For most of the republic's existence, holders of the office of VPOTUS (vice-president of the US) tended to be obscure figures noted only if they turned out to be crooks like Spiro Agnew (1918–1996; VPOTUS 1969-1973) or assumed the presidency in one circumstance or another and during the nineteenth century there was a joke about two brothers: “One ran off to sea and the other became vice-president; neither were ever heard from again.  That was of course an exaggeration but it reflected the general view of the office which has few formal duties and can only ever be as powerful or influential as a president allows although the incumbent is “a heartbeat from the presidency”.  John Nance Garner III (1868–1967, VPOTUS 1933-1941), a reasonable judge of these things, once told Lyndon Johnson (LBJ, 1908–1973; VPOTUS 1961-1963 & POTUS 1963-1969) being VPOTUS was “not worth a bucket of warm piss” (which in polite company usually is sanitized as “...bucket of warm spit”).  In the US, a number of VPOTUSs have become POTUS and some have worked out well although of late the record has not been encouraging, the presidencies of Lyndon Johnson, Richard Nixon (1913-1994; VPOTUS 1953-1961, POTUS 1969-1974) and Joe Biden (b 1942; VPOTUS 2008-2017, POTUS 2021-2025) 1963-1968, all ending badly, in despair, disgrace and decrepitude respectively.

Still, in the post-war years, the VPOTUS has often assumed a higher profile or been judged to be more influential, the latter certainly true of Dick Cheney (b 1941; VPOTUS 2001-2009) and some have even been given specific responsibilities such as LBJ’s role as titular head of the space program (which worked out well) or Kamala Harris (b 1964; VPOTUS 2021-2025) co-ordinating the response to difficulties on the southern border (a role in which either she failed or never attempted depending on the source).  So wonderfully unpredictable is Donald Trump that quite what form the Vance VPOTUSship will assume is guesswork but conspiracy theorists already are speculating part of MAGA forward-planning is to have Mr Vance elected POTUS in 2028, simply as part of a work-around in a constitutional jigsaw puzzle.

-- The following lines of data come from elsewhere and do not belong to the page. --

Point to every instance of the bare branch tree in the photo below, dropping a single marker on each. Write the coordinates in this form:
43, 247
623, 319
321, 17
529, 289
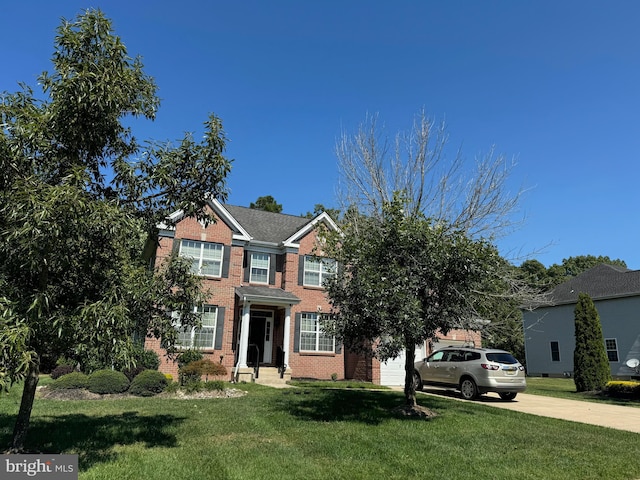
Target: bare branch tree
473, 198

The conspiracy revolves around the words in Section 1 of the Twenty-second Amendment: “No person shall be elected to the office of the President more than twice” and even the most optimistic MAGA lawyers concede not even Brett Kavanaugh (b 1965; associate justice of the SCOTUS since 2018) or Clarence Thomas (b 1948; associate justice of SCOTUS since 1991) could construct an interpretation which would allow Mr Trump to be elected for a third term.  The constitution is however silent on whether any person may serve a third (or fourth, or fifth!) term so that makes possible the following sequence:

(1) In the 2028 election J.D.Vance is elected POTUS and somebody else (matters not who) is elected VPOTUS.

(2) J.D. Vance and somebody else (matters not who) are sworn into office as POTUS & VPOTUS respectively.

(3) Somebody else (matters not who) resigns as VPOTUS.

(4) J.D. Vance appoints Donald Trump as VPOTUS who is duly sworn-in.

(5) J.D. Vance resigns as POTUS and, as the constitution dictates. Donald Trump becomes POTUS and is duly sworn-in.

(6) Donald Trump appoints J.D.Vance as VPOTUS.

Whatever the politics, constitutionally, there is nothing controversial about those six steps because it replicates what happened between 1968 when Nixon & Agnew were elected POTUS & VPOTUS and 1974 when the offices were held respectively by Gerald Ford (1913–2006; VPOTUS 1973-1974 & POTUS 1974-1977) & Nelson Rockefeller (1908–1979; VPOTUS 1974-1977), neither of the latter pair having been elected.  Of course, in January 2029 somebody else (matters not who) would be a “left-over” but he (it seems a reasonable assumption somebody else (matters not who) will be male) can, depending on this and that, be appointed something like Secretary of Agriculture or a to sinecure such as an ambassadorship to a nice (non-shithole) country with a pleasant climate and a majority white population.